PHILADELPHIA – A traveler detained for more than 20 hours after a search of energy bars and a sports watch in his carry-on bag at an airport has sued the Transportation Security Administration and accused a TSA supervisor of lying.
Architect and runner Roger Vanderklok said he was arrested after asking TSA workers how to file a complaint. He said he spent nearly a day in a holding cell without being questioned by police or given the chance to call his wife, who was frantic.
"It's difficult to lose control of your existence. That's what it amounts to," Vanderklok said Wednesday. "I was absolutely terrified."
According to Vanderklok, the TSA supervisor lied to police and again in court when he said the 58-year-old runner had made a verbal threat during the January 2013 security check at Philadelphia International Airport. Vanderklok was on his way to Miami for a half-marathon.
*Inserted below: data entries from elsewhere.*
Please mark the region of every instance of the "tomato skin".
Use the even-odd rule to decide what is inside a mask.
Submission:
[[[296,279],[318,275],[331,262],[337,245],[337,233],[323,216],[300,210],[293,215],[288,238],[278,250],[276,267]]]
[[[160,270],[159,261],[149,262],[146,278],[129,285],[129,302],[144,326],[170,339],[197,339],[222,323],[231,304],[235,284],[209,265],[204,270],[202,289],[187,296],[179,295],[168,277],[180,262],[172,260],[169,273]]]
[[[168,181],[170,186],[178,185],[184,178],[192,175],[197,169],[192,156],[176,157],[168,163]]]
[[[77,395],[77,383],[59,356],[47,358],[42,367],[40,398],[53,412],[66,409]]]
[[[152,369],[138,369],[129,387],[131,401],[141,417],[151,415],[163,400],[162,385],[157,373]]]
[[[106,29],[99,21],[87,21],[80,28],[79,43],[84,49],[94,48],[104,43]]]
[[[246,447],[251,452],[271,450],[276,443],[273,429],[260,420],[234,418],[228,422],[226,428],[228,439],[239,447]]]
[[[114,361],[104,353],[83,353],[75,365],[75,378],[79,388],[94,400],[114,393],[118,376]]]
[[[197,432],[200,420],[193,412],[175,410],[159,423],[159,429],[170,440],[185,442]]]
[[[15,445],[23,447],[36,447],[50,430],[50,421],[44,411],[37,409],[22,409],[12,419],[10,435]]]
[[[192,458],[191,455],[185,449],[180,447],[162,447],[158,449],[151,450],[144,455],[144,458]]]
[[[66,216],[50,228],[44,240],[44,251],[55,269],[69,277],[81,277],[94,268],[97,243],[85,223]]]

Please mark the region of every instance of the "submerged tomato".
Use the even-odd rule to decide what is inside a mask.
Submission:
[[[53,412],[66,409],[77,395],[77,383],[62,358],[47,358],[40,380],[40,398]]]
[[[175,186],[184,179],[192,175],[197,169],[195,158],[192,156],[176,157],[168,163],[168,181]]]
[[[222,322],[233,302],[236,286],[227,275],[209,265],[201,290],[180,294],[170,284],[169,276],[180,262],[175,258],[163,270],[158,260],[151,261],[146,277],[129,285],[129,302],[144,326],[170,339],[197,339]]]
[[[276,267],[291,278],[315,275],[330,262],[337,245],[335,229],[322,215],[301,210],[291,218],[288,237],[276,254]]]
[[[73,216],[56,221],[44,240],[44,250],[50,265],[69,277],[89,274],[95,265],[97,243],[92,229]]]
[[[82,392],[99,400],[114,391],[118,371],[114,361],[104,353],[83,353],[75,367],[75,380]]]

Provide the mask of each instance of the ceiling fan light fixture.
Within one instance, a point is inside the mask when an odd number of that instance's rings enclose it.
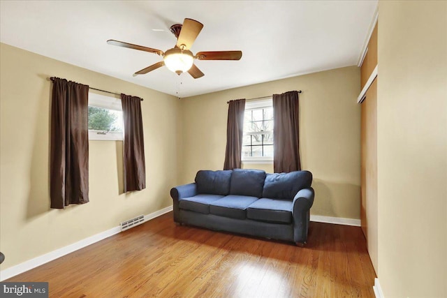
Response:
[[[177,75],[189,70],[194,62],[194,56],[191,51],[178,47],[168,50],[163,59],[168,69]]]

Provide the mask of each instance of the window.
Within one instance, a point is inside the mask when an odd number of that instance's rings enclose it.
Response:
[[[122,140],[121,99],[89,92],[89,140]]]
[[[245,104],[242,161],[273,161],[273,106],[272,98]]]

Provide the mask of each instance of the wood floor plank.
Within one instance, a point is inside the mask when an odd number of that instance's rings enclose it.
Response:
[[[359,227],[310,223],[307,245],[176,225],[172,213],[5,281],[50,297],[374,297]]]

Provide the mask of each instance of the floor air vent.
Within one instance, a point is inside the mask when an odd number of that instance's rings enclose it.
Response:
[[[140,215],[135,218],[129,219],[129,221],[123,221],[121,223],[121,230],[125,231],[131,228],[133,228],[135,225],[138,225],[145,221],[145,216]]]

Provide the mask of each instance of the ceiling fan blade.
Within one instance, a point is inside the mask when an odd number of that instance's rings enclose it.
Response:
[[[193,66],[191,66],[191,68],[188,70],[188,73],[189,73],[194,79],[198,79],[199,77],[202,77],[205,75],[205,74],[202,73],[197,66],[196,66],[196,64],[193,64]]]
[[[151,65],[150,66],[147,66],[145,68],[142,69],[141,70],[138,70],[133,74],[133,76],[135,77],[137,75],[144,75],[145,73],[147,73],[149,71],[154,70],[161,66],[165,65],[165,61],[161,61],[160,62],[157,62],[154,64]]]
[[[241,51],[199,52],[196,54],[199,60],[239,60]]]
[[[123,41],[115,40],[113,39],[109,39],[107,40],[107,43],[112,45],[117,45],[119,47],[128,47],[129,49],[139,50],[140,51],[149,52],[149,53],[156,54],[160,56],[164,54],[163,52],[161,50],[152,49],[152,47],[143,47],[142,45],[133,45],[133,43],[124,43]]]
[[[184,45],[184,50],[189,50],[202,28],[203,28],[203,24],[200,22],[192,19],[184,19],[180,34],[177,39],[177,47],[182,48],[182,45]]]

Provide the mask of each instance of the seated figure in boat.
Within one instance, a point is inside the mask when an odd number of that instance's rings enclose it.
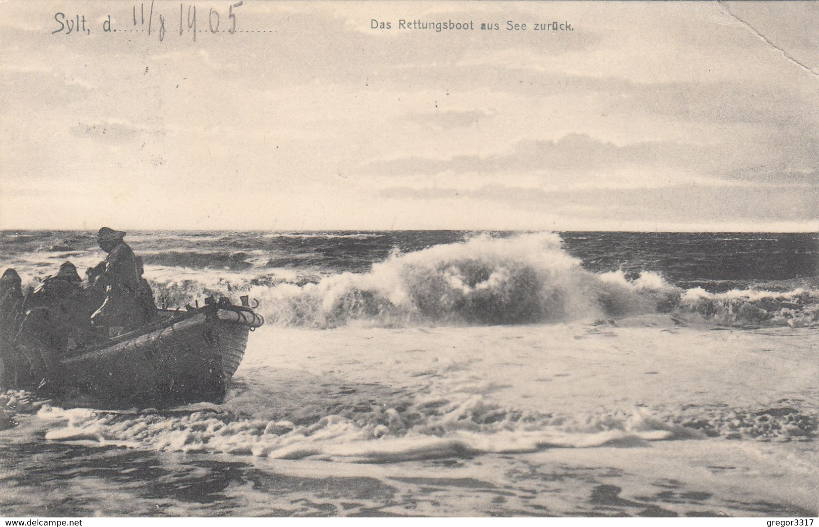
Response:
[[[20,275],[9,268],[0,277],[0,387],[16,384],[17,354],[15,339],[23,316],[23,289]]]
[[[103,227],[97,242],[108,253],[88,270],[88,299],[96,307],[92,323],[112,333],[128,331],[156,316],[153,294],[142,277],[142,259],[125,243],[125,232]]]
[[[15,338],[15,384],[39,383],[52,376],[66,349],[91,333],[82,279],[70,262],[25,297],[25,317]]]

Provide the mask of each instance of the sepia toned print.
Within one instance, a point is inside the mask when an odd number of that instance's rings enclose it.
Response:
[[[0,516],[817,516],[817,24],[0,2]]]

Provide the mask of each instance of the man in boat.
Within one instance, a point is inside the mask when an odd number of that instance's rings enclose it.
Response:
[[[18,381],[39,383],[50,378],[61,355],[91,333],[82,282],[74,264],[66,262],[25,297],[25,318],[15,337]]]
[[[139,327],[156,315],[151,287],[142,277],[142,259],[124,237],[122,231],[101,228],[97,242],[108,256],[88,270],[88,298],[97,307],[92,323],[115,333]]]
[[[0,388],[16,384],[19,358],[14,341],[22,316],[22,281],[16,270],[8,268],[0,277]]]

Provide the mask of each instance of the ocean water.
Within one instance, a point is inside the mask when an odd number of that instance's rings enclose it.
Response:
[[[819,236],[139,232],[266,319],[222,405],[0,396],[4,516],[816,516]],[[34,286],[93,233],[0,232]]]

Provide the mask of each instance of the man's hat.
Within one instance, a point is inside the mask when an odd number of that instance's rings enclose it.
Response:
[[[117,241],[122,240],[125,237],[125,233],[122,231],[115,231],[112,228],[107,227],[103,227],[97,233],[97,240],[104,240],[106,241]]]
[[[66,262],[60,266],[60,271],[57,276],[69,282],[82,282],[83,279],[77,274],[77,268],[70,262]]]
[[[17,284],[18,286],[22,282],[22,280],[20,278],[20,275],[17,274],[17,272],[11,268],[9,268],[3,272],[2,277],[0,277],[0,280],[11,282]]]

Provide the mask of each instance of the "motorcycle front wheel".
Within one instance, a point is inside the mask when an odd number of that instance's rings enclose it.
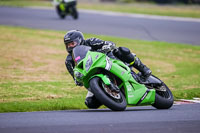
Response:
[[[160,80],[156,76],[154,77]],[[157,109],[171,108],[174,103],[174,97],[168,86],[164,82],[162,82],[161,85],[155,86],[155,90],[156,90],[155,102],[152,106]]]
[[[111,110],[124,111],[126,109],[127,102],[122,92],[112,92],[109,86],[105,85],[99,77],[90,80],[90,89],[95,97]]]

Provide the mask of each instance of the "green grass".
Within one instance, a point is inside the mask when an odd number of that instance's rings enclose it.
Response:
[[[51,2],[52,1],[47,0],[0,0],[0,6],[47,6],[53,8]],[[85,1],[79,1],[78,9],[200,18],[199,5],[156,5],[153,3],[88,3]]]
[[[65,68],[66,32],[0,26],[0,112],[85,109],[87,90]],[[200,97],[200,47],[85,34],[136,53],[175,99]]]

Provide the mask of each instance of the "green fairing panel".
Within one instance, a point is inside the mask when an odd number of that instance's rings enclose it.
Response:
[[[87,72],[85,69],[85,64],[88,60],[89,55],[92,57],[93,63]],[[96,61],[97,59],[98,61]],[[89,51],[86,55],[86,58],[83,59],[74,69],[75,71],[79,71],[84,75],[83,82],[86,88],[89,88],[89,81],[91,78],[95,76],[100,77],[105,84],[109,84],[110,80],[105,75],[95,74],[98,68],[105,69],[107,63],[105,59],[106,59],[105,54]],[[115,74],[123,81],[122,86],[125,89],[127,103],[130,105],[136,105],[138,101],[140,101],[140,99],[142,98],[141,96],[143,96],[146,93],[147,88],[144,85],[139,84],[134,80],[134,78],[131,75],[130,68],[126,66],[123,62],[115,59],[110,59],[110,61],[112,62],[112,67],[110,69],[110,72]],[[152,89],[139,105],[153,104],[154,101],[155,101],[155,90]]]

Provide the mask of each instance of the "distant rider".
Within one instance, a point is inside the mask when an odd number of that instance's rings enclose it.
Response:
[[[98,51],[103,50],[106,52],[110,52],[113,54],[110,54],[110,57],[114,58],[117,57],[121,61],[128,63],[130,66],[133,66],[138,71],[142,73],[142,76],[144,78],[148,78],[151,75],[151,70],[146,67],[138,57],[136,57],[135,54],[131,53],[128,48],[125,47],[119,47],[116,48],[115,44],[111,41],[103,41],[98,38],[90,38],[85,40],[82,32],[78,30],[71,30],[67,32],[64,36],[64,43],[66,46],[66,50],[68,52],[68,56],[65,61],[65,65],[71,76],[73,77],[76,85],[82,86],[81,83],[77,82],[74,78],[74,62],[72,59],[72,50],[74,47],[78,45],[86,45],[90,46],[92,51]],[[88,91],[88,94],[86,96],[85,104],[88,108],[98,108],[102,104],[95,98],[94,94],[90,91]]]

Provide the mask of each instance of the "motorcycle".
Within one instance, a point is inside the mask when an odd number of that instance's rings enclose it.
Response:
[[[64,19],[67,15],[71,15],[74,19],[78,19],[76,0],[54,0],[53,4],[61,19]]]
[[[172,92],[154,75],[143,82],[139,80],[141,74],[122,61],[84,45],[76,46],[72,57],[76,80],[113,111],[123,111],[127,105],[152,105],[157,109],[173,105]]]

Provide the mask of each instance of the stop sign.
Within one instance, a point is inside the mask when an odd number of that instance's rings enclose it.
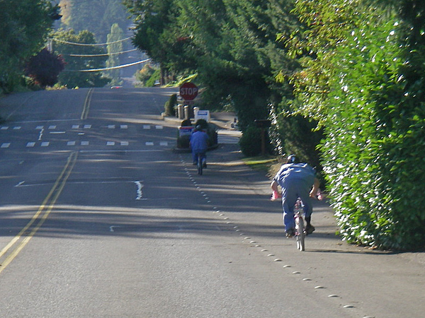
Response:
[[[180,86],[180,96],[184,100],[193,100],[198,96],[198,87],[191,82],[185,83]]]

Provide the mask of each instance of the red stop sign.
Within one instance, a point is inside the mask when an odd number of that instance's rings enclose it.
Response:
[[[184,100],[193,100],[198,96],[198,87],[191,82],[185,83],[180,86],[180,96]]]

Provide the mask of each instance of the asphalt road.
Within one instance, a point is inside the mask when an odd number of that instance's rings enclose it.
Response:
[[[421,317],[423,255],[341,242],[317,202],[306,252],[230,139],[198,176],[171,90],[0,100],[0,317]]]

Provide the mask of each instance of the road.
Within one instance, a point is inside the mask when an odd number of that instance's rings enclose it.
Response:
[[[422,317],[421,254],[340,242],[323,202],[297,251],[237,144],[203,176],[172,151],[171,93],[0,100],[1,317]]]

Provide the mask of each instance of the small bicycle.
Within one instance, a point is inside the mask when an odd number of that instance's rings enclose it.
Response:
[[[198,174],[199,175],[202,175],[203,170],[204,167],[205,160],[202,160],[202,158],[204,156],[204,154],[202,153],[198,153]]]
[[[304,219],[302,218],[303,213],[302,201],[298,198],[294,206],[294,219],[295,220],[295,234],[294,236],[297,240],[297,248],[301,252],[305,250],[306,232],[304,227]]]
[[[276,201],[280,197],[280,195],[273,192],[273,195],[271,198],[272,201]],[[297,199],[295,204],[294,205],[294,219],[295,221],[295,232],[294,237],[297,240],[297,249],[300,251],[305,250],[305,227],[304,226],[304,218],[302,215],[304,214],[304,206],[302,201],[300,198]]]

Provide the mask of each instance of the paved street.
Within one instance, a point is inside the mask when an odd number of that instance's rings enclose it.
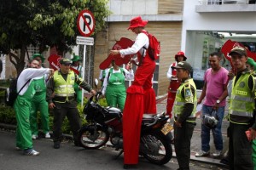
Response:
[[[33,141],[34,148],[40,151],[38,156],[23,156],[22,151],[15,150],[15,134],[14,132],[0,130],[0,170],[113,170],[123,169],[123,156],[114,159],[118,152],[110,147],[100,150],[84,150],[75,147],[72,143],[61,143],[61,148],[53,149],[51,139]],[[172,158],[164,166],[149,163],[140,158],[137,169],[176,170],[177,161]],[[209,163],[191,162],[191,170],[224,169]]]
[[[200,94],[200,92],[199,92]],[[159,99],[157,104],[158,112],[166,111],[166,98],[163,96]],[[227,110],[225,110],[227,114]],[[195,128],[191,142],[191,170],[207,170],[207,169],[224,169],[226,166],[220,164],[219,159],[213,159],[212,156],[207,157],[196,158],[195,154],[201,148],[201,119],[197,119],[197,125]],[[228,139],[226,136],[226,128],[228,122],[223,122],[224,150],[228,147]],[[1,127],[14,128],[13,126],[1,124]],[[114,159],[118,152],[111,147],[103,147],[100,150],[84,150],[79,147],[74,147],[67,140],[61,144],[60,150],[53,149],[51,139],[38,139],[33,141],[34,148],[40,151],[38,156],[26,156],[22,151],[15,150],[15,131],[0,130],[0,170],[69,170],[69,169],[123,169],[123,156],[117,160]],[[172,145],[173,146],[173,145]],[[211,137],[211,151],[214,150],[212,144],[212,136]],[[157,166],[148,162],[143,158],[140,158],[140,163],[137,169],[163,169],[174,170],[178,168],[175,152],[174,157],[165,166]]]
[[[201,95],[201,91],[197,90],[197,97]],[[203,103],[203,102],[202,102]],[[166,96],[162,96],[157,100],[157,111],[162,112],[166,110]],[[228,107],[225,108],[225,116],[228,114]],[[171,122],[173,122],[173,117],[171,121]],[[201,150],[201,120],[200,118],[196,119],[196,126],[195,128],[192,139],[191,139],[191,160],[195,160],[195,161],[200,161],[200,162],[212,162],[216,164],[219,164],[220,158],[218,159],[214,159],[212,157],[212,152],[215,150],[214,144],[213,144],[213,137],[212,133],[211,134],[211,141],[210,141],[210,146],[211,146],[211,156],[207,156],[207,157],[195,157],[195,155],[197,151]],[[229,122],[224,119],[223,121],[222,124],[222,132],[223,132],[223,140],[224,140],[224,150],[226,150],[228,149],[228,142],[229,139],[227,138],[227,128],[229,127]]]

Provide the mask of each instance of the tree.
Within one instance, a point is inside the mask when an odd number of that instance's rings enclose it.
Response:
[[[0,50],[9,54],[19,75],[25,66],[26,47],[39,45],[40,53],[56,46],[66,52],[79,35],[76,20],[83,9],[92,11],[95,33],[104,28],[110,14],[108,0],[0,0]]]

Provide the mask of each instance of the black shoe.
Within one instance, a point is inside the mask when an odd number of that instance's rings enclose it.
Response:
[[[60,147],[61,147],[61,144],[59,143],[55,143],[54,144],[54,148],[55,149],[60,149]]]
[[[136,164],[124,164],[124,169],[137,169]]]

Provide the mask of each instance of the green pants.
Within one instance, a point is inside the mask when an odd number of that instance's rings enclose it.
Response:
[[[32,110],[30,113],[30,127],[32,134],[38,134],[38,111],[40,111],[42,130],[44,133],[49,132],[49,109],[48,103],[45,100],[46,94],[34,95],[32,100]]]
[[[32,148],[32,133],[29,122],[31,103],[25,98],[18,96],[14,109],[15,110],[17,121],[16,146],[22,150]]]
[[[106,89],[106,99],[108,106],[118,107],[123,111],[125,99],[126,91],[124,85],[120,85],[120,87],[108,86]]]
[[[79,104],[82,102],[82,89],[80,89],[79,86],[76,83],[74,84],[73,88],[76,92],[77,102]]]

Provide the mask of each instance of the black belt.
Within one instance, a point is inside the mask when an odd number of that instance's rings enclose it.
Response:
[[[75,98],[73,96],[71,97],[61,97],[61,96],[55,96],[55,98],[53,99],[54,101],[60,101],[60,102],[65,102],[65,101],[72,101],[74,100]]]

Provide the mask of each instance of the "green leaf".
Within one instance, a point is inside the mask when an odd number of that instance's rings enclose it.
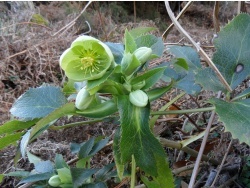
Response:
[[[215,105],[220,121],[225,124],[225,131],[231,132],[240,142],[250,144],[250,99],[237,102],[210,99],[209,102]]]
[[[247,88],[245,91],[243,91],[242,93],[240,93],[236,97],[234,97],[232,99],[232,101],[236,101],[236,100],[242,99],[244,97],[248,97],[249,95],[250,95],[250,88]]]
[[[98,169],[71,168],[70,171],[74,188],[77,188],[83,185]]]
[[[56,166],[56,169],[60,169],[64,167],[69,168],[69,165],[65,162],[61,154],[56,154],[55,166]]]
[[[113,43],[113,42],[105,42],[105,44],[111,50],[115,58],[115,62],[117,64],[121,64],[123,53],[124,53],[124,45],[121,43]]]
[[[29,159],[29,162],[30,162],[30,163],[33,163],[33,164],[38,164],[38,163],[40,163],[40,162],[42,161],[41,158],[39,158],[39,157],[33,155],[33,154],[30,153],[29,151],[27,151],[27,157],[28,157],[28,159]]]
[[[107,181],[110,178],[114,177],[113,176],[113,167],[115,166],[115,163],[108,164],[104,166],[102,169],[100,169],[96,174],[95,174],[95,180],[96,181]]]
[[[89,91],[90,95],[93,95],[94,93],[96,93],[99,90],[98,86],[103,84],[112,73],[113,73],[113,70],[107,71],[101,78],[96,79],[96,80],[89,80],[87,82],[87,90]]]
[[[21,119],[41,118],[67,102],[60,88],[43,85],[30,88],[13,104],[10,112]]]
[[[18,141],[23,133],[15,133],[0,138],[0,150]]]
[[[121,62],[121,71],[126,76],[131,75],[139,66],[141,65],[140,61],[131,53],[126,53],[123,56]]]
[[[213,62],[235,89],[250,75],[250,15],[239,14],[214,40]]]
[[[148,89],[152,87],[163,75],[166,67],[158,67],[147,71],[131,80],[131,85],[145,81],[145,85],[141,89]]]
[[[70,169],[68,169],[67,167],[64,167],[64,168],[57,169],[57,172],[63,184],[72,183]]]
[[[162,56],[164,51],[164,43],[161,37],[156,37],[154,35],[142,35],[135,39],[137,48],[139,47],[149,47],[152,49],[152,54],[157,55],[158,57]]]
[[[200,92],[201,87],[195,83],[195,75],[201,69],[198,53],[188,46],[168,46],[167,49],[175,58],[186,60],[188,71],[185,66],[183,68],[183,66],[174,64],[174,71],[167,68],[164,75],[173,78],[176,81],[174,86],[186,91],[188,94],[194,95]]]
[[[4,176],[14,176],[14,177],[27,177],[30,175],[29,171],[14,171],[4,174]]]
[[[76,112],[85,117],[103,118],[117,112],[117,107],[114,100],[111,99],[86,110]]]
[[[22,154],[22,158],[25,159],[25,154],[26,154],[26,148],[29,143],[29,138],[30,138],[30,130],[28,130],[22,137],[20,141],[20,151]]]
[[[35,170],[38,173],[53,172],[54,165],[51,161],[41,161],[35,164]]]
[[[145,35],[146,33],[150,31],[154,31],[154,30],[156,30],[156,28],[154,27],[137,27],[137,28],[131,29],[129,33],[131,34],[133,38],[138,38],[141,35]]]
[[[133,53],[137,49],[135,40],[127,29],[125,30],[124,44],[126,53]]]
[[[168,92],[172,88],[172,86],[173,86],[173,84],[171,83],[168,86],[164,86],[161,88],[154,88],[150,91],[147,91],[146,93],[148,95],[149,102],[160,98],[162,95],[164,95],[166,92]]]
[[[146,173],[157,176],[155,154],[165,157],[164,150],[149,128],[149,105],[136,107],[127,95],[118,96],[121,121],[120,152],[122,163],[135,157],[136,164]]]
[[[175,58],[184,58],[188,64],[189,70],[197,71],[201,68],[198,53],[189,46],[167,46],[167,49]]]
[[[109,141],[109,138],[105,138],[105,139],[102,139],[102,140],[98,141],[97,143],[95,143],[95,145],[91,149],[89,155],[91,155],[91,156],[95,155],[98,151],[100,151],[102,148],[104,148],[106,146],[108,141]]]
[[[113,152],[114,152],[114,159],[115,159],[115,164],[116,164],[116,169],[117,169],[117,175],[119,179],[122,180],[123,173],[124,173],[124,163],[122,162],[120,140],[121,140],[121,129],[120,127],[118,127],[114,135]]]
[[[22,179],[17,185],[20,185],[23,183],[41,181],[41,180],[48,180],[53,175],[54,175],[54,173],[33,174],[33,175],[30,175],[30,176]]]
[[[225,87],[210,67],[199,70],[198,74],[195,76],[195,80],[198,84],[202,85],[205,90],[214,92],[226,91]]]
[[[30,140],[37,138],[46,128],[48,124],[65,115],[74,115],[76,111],[75,103],[67,103],[56,109],[46,117],[40,119],[34,127],[32,127]]]
[[[153,180],[149,180],[146,176],[141,176],[143,183],[148,188],[174,188],[174,178],[173,174],[171,172],[171,169],[169,168],[169,164],[164,157],[155,156],[157,159],[157,170],[158,170],[158,176],[153,177]]]
[[[31,121],[11,120],[0,126],[0,134],[14,133],[15,131],[24,130],[34,125],[38,119]]]
[[[184,58],[177,58],[175,65],[178,65],[182,67],[183,69],[188,70],[188,64]]]

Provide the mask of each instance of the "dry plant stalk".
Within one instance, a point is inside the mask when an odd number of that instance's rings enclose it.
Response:
[[[206,52],[191,38],[191,36],[183,29],[183,27],[177,21],[177,19],[175,18],[174,14],[173,14],[170,6],[169,6],[168,1],[165,1],[165,5],[166,5],[166,9],[167,9],[168,15],[169,15],[170,19],[172,20],[172,22],[174,23],[174,25],[176,26],[177,30],[181,34],[183,34],[193,44],[193,46],[196,48],[197,52],[200,53],[200,55],[206,60],[206,62],[209,64],[209,66],[215,71],[215,73],[216,73],[217,77],[219,78],[219,80],[221,81],[221,83],[226,87],[226,89],[229,92],[232,92],[232,88],[227,83],[227,81],[222,76],[222,74],[217,69],[217,67],[214,65],[214,63],[212,62],[212,60],[208,57],[208,55],[206,54]]]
The TSA said it was concerned about the gear in his bag: what turned out to be the watch and the power bars, wrapped in a small PVC pipe for protection. Electronics and "organic mass" can be used to make bombs, TSA Supervisor Charles Kieser testified at an April 2013 criminal trial.
But Vanderklok's lawyer, Thomas Malone, argued in court: "I don't think PowerBars are consistent with bombings, nor are watches."
A judge quickly dismissed threat charges against Vanderklok, who filed his lawsuit Jan. 23, seeking unspecified damages for what he considers a retaliatory arrest. The Philadelphia Daily News first reported on the lawsuit Wednesday.
Malone doesn't challenge the TSA's effort to investigate the items in the carry-on but says airport security footage contradicts Kieser's testimony.
Kieser testified an agitated Vanderklok raised his hands and repeatedly pointed a finger at his face.
"The passenger made a bomb threat to me," Kieser testified, according to a transcript. "(He said) I'll bring a bomb through here any day that I want ... and you'll never find it."
Vanderklok insists he said nothing about a bomb. The security video shows him standing calmly with his arms in front of him holding a laptop, his lawsuit says.
The TSA does not comment on pending lawsuits, a spokesman said. Kieser does not appear to have a listed phone number.
The city's chief deputy solicitor, Craig Straw, said his office had not seen the lawsuit.
Vanderklok flies frequently for work and had set a goal of running 60 half-marathons by his 60th birthday. He never made it to Miami. And a back injury has stalled his tally at 38.
"I'm not going to get there," he said Wednesday, sitting in the book-lined condominium he shares with his wife.
He said he hopes to return to form soon and avoid any more travel drama.
In another TSA case in Philadelphia, a former college student recently won a $25,000 Department of Justice settlement and police retraining after he was held for five hours over Arabic flashcards in his pocket that included the words for "bomb" and "kill."